Swing isn’t a bad framework, but it’s JavaFX’s predecessor. There’s no support anymore. If you’ve got to maintain a Swing application, there’s no pressing need to migrate to JavaFX, but if you’re writing a new application, I recommend JavaFX 2.x.
SWT looks a bit more promising. SWT is the framework Eclipse is based on, so I suppose you already know it’s a nice framework. It’s easy to use, it’s mature, and there’s a great SWT showcase. There’s nothing wrong with SWT, especially in the Windows world. It’s a framework based on native OS components, so it’s the best possible match concerning the operating system’s look and feel. But still, I suspect JavaFX will become a more interesting player in the long term.
Are you looking for the silver bullet of the GUI frameworks? Well, there’s none. There are a few guiding question that help you to chose a suitable framework:
  • Do you want to write a desktop application, a server-centric web application or an application running on mobile devices?
  • Does it have to be Java? If you restrict yourself to Java you miss some interesting JVM GUI frameworks (e.g. Play, Lift, Grails, Dart’s Web UI, just to name a few).
  • Is your customer happy with simple forms, your do you need full-blown AJAX applications offering almost the same features as a desktop application?
  • Do you need complex server side validations and calculations? If so, you’re better off with a server-centric framework like JSF, or a desktop framework like JavaFX.
  • Does your web application have to support offline periods? This can be achieved best with a HTML5 framework like AngularJS or extJS.

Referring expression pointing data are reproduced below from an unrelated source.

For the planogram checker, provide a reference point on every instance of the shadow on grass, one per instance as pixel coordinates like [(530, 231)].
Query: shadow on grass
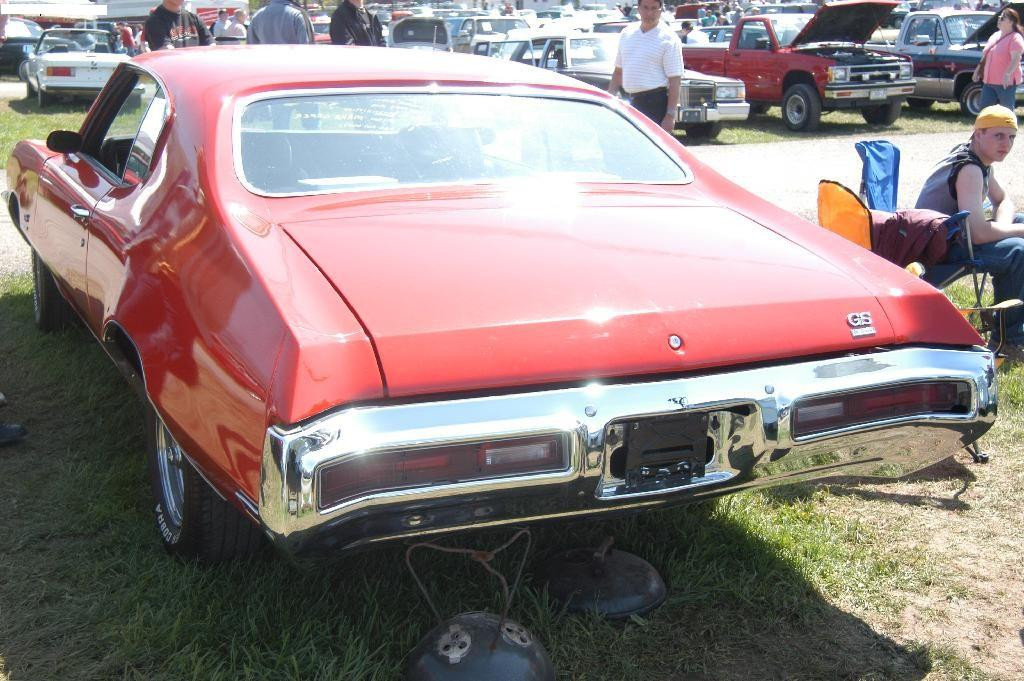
[(87, 592), (849, 485), (28, 105)]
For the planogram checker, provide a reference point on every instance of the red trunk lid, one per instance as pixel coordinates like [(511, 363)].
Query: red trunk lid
[(509, 290)]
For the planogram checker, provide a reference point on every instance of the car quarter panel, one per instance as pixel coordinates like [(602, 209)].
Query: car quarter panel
[(207, 291)]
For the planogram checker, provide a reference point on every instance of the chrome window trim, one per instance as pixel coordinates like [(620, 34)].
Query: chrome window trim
[(542, 92), (758, 435)]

Putting it in a nutshell, I’d recommend JavaFX if your customer wants a desktop application (and if you know how to keep out of deployment hell). If your customer wants a web application, I recommend GWT, Vaadin, AngularJS or JSF. Each of these frameworks have their pros and cons. So at the end of the day it depends on your customers needs. But then – that’s the way it ought to be!

Further reading:
Adam Bien comparing client-centric vs. server-centric Java GUI frameworks
Writing JSF libraries
JavaFX and GroovyFX
JavaFX News, Demos and Insight (
a discussion on on Java GUI frameworks (led in 2011)
Ember vs. AngularJS
TodoMVC shows a simple to-do-list implemented in 60+ GUI frameworks
an excellent introduction to AngularJS at
Dave Gruber comparing ten Javascript MVC frameworks (including nine frameworks not covered by this article)

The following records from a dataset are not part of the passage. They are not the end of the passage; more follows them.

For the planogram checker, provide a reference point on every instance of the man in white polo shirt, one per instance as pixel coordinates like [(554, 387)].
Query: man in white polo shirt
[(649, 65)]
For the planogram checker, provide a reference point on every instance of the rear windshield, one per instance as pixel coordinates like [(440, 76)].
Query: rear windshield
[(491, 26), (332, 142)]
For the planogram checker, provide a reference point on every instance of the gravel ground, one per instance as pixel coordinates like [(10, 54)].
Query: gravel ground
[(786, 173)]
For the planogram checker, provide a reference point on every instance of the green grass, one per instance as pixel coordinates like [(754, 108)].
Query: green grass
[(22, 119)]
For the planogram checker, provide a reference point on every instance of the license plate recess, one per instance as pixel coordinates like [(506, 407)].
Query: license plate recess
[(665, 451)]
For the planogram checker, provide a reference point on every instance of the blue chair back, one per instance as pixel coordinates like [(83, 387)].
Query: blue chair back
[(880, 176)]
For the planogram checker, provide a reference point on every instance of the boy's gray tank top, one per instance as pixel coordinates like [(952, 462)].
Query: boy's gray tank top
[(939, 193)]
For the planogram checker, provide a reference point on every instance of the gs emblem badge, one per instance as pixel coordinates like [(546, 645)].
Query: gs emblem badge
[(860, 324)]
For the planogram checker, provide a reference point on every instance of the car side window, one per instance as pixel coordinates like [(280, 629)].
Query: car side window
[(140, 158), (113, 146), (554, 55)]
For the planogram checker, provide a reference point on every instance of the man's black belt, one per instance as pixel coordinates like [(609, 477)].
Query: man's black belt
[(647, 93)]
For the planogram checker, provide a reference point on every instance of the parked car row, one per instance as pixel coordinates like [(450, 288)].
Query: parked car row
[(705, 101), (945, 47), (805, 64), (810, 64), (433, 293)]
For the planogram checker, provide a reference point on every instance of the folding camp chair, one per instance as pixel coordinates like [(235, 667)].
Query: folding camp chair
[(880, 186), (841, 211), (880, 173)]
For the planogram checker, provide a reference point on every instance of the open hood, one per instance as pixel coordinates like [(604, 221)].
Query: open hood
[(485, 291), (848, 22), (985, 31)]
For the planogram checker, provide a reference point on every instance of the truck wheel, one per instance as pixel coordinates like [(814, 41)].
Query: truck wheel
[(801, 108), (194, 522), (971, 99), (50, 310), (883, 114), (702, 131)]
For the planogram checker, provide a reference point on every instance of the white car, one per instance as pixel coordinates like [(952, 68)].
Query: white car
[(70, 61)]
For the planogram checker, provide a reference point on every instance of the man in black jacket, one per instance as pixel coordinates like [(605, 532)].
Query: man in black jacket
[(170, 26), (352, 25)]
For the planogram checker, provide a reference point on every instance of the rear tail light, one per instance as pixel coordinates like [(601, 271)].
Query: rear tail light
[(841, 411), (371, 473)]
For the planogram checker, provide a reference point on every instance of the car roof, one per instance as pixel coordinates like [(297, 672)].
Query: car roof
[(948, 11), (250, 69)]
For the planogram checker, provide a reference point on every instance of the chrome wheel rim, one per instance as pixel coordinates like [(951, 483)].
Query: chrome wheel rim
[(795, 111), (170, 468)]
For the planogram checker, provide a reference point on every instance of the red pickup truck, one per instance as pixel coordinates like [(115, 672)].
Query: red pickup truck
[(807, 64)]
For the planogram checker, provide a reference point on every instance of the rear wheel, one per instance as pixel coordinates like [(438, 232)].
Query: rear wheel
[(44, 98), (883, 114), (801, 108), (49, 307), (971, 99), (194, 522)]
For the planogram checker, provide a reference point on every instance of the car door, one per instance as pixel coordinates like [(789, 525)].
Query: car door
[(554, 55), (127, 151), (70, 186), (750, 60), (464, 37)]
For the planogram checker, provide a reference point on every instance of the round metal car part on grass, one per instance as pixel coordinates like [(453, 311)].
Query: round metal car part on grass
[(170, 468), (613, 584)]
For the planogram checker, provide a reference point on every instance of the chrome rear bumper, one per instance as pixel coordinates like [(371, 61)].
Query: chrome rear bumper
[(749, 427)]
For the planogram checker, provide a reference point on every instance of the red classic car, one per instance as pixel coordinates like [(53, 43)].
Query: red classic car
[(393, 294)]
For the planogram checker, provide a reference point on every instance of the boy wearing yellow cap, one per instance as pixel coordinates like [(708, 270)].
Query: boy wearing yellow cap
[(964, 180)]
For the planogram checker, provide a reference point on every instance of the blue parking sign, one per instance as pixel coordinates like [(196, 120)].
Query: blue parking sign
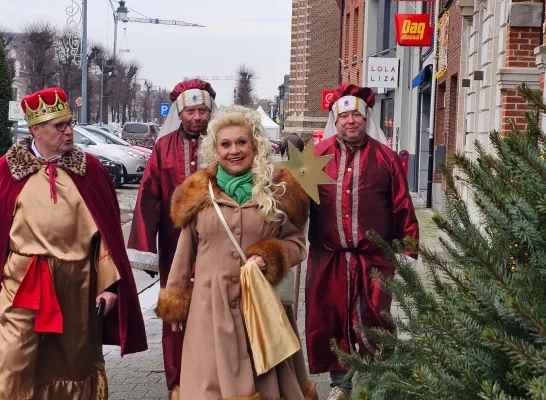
[(164, 109)]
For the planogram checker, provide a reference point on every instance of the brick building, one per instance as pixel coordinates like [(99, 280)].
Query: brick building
[(352, 41), (497, 54), (314, 64), (447, 72)]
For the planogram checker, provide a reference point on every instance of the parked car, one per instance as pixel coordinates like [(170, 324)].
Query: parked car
[(276, 145), (140, 133), (115, 169), (133, 162), (113, 139)]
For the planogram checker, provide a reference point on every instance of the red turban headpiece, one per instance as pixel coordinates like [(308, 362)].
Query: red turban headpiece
[(192, 84), (350, 89)]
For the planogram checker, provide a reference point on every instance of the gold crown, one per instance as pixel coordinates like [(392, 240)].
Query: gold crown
[(46, 112)]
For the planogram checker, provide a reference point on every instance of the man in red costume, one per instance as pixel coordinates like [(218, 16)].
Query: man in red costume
[(62, 254), (173, 159), (371, 194)]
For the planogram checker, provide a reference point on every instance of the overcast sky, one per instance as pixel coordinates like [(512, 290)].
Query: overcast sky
[(254, 32)]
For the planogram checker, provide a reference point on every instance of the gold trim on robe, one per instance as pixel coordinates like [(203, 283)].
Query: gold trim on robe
[(63, 366)]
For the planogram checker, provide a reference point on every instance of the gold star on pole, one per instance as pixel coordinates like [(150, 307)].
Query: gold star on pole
[(307, 169)]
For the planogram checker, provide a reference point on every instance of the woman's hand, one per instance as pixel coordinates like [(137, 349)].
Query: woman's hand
[(177, 326), (259, 261), (109, 298)]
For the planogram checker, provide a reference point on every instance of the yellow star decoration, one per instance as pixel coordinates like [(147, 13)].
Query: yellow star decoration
[(307, 169)]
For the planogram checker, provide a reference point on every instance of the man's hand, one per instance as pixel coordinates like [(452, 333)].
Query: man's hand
[(109, 298), (259, 261)]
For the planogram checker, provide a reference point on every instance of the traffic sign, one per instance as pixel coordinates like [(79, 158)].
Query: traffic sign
[(15, 111), (164, 109), (327, 96)]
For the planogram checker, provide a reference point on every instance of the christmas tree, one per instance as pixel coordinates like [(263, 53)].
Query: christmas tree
[(5, 97), (476, 325)]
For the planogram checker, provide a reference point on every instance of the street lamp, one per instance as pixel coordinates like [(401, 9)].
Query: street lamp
[(102, 88), (120, 14), (83, 113)]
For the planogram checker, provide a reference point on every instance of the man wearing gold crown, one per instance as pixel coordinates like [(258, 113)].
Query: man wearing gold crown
[(371, 194), (63, 256), (173, 159)]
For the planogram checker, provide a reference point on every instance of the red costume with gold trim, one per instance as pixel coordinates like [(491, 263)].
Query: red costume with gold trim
[(61, 244), (153, 238), (371, 194)]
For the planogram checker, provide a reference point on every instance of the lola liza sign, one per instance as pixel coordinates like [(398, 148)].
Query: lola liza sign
[(383, 72)]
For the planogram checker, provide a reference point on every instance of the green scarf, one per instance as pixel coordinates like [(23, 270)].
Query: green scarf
[(239, 188)]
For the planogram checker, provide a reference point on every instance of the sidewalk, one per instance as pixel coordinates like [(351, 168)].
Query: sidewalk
[(140, 376)]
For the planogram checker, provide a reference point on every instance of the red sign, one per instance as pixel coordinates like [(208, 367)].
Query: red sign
[(413, 30), (327, 98), (404, 160)]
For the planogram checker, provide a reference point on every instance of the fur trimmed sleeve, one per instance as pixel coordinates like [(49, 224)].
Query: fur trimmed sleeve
[(275, 256), (174, 305), (280, 253), (174, 300)]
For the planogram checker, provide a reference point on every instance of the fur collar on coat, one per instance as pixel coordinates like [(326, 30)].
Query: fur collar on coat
[(193, 195)]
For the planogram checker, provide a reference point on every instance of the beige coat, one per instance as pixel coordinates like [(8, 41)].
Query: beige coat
[(216, 363)]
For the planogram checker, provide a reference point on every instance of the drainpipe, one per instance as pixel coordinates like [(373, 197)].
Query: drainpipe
[(341, 15), (432, 111)]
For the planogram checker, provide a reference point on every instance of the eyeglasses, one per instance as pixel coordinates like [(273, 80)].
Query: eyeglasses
[(61, 126)]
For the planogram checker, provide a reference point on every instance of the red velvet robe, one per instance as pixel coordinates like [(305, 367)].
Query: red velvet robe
[(173, 159), (100, 197), (371, 194)]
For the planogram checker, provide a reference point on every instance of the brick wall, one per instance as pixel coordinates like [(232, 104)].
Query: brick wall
[(520, 46), (353, 41), (314, 64), (445, 124)]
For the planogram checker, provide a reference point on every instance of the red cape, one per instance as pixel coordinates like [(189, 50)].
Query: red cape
[(100, 197)]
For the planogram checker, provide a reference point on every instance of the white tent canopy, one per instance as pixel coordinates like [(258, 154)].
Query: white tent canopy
[(272, 129)]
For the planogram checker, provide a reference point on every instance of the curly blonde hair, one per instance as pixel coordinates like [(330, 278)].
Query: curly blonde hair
[(265, 191)]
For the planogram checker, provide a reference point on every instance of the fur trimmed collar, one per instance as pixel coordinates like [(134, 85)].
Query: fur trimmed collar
[(22, 162), (193, 195)]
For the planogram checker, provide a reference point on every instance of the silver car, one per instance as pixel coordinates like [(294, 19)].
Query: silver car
[(133, 162)]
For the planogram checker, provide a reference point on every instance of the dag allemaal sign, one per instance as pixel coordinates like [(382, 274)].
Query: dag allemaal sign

  1. Currently JSR303 is only partially supported by JSF. As far as I know, this will be fixed in a future version. If you need full JSR303 support today, simply add Apache’s ExtVal.jar. 
  2. It’s a common prejudice that JSF pages can only be written in XML. It’s possible to write them in pure Java. But it’s not easy – especially when it comes to add converters and facets. 
  3. There are solutions for each of the problems, but they are clumsy. Except for 3D-modeling: HTML5 offers some neat support for this. But currently using HTML5 excludes a lot of possible users. 
  4. i.e. rendering HTML pages that look nicely not only on large screens, but on smaller displays as well 
  5. Among others this includes the frameworks my team and I wrote. I’d like to mention them, but they are closed source.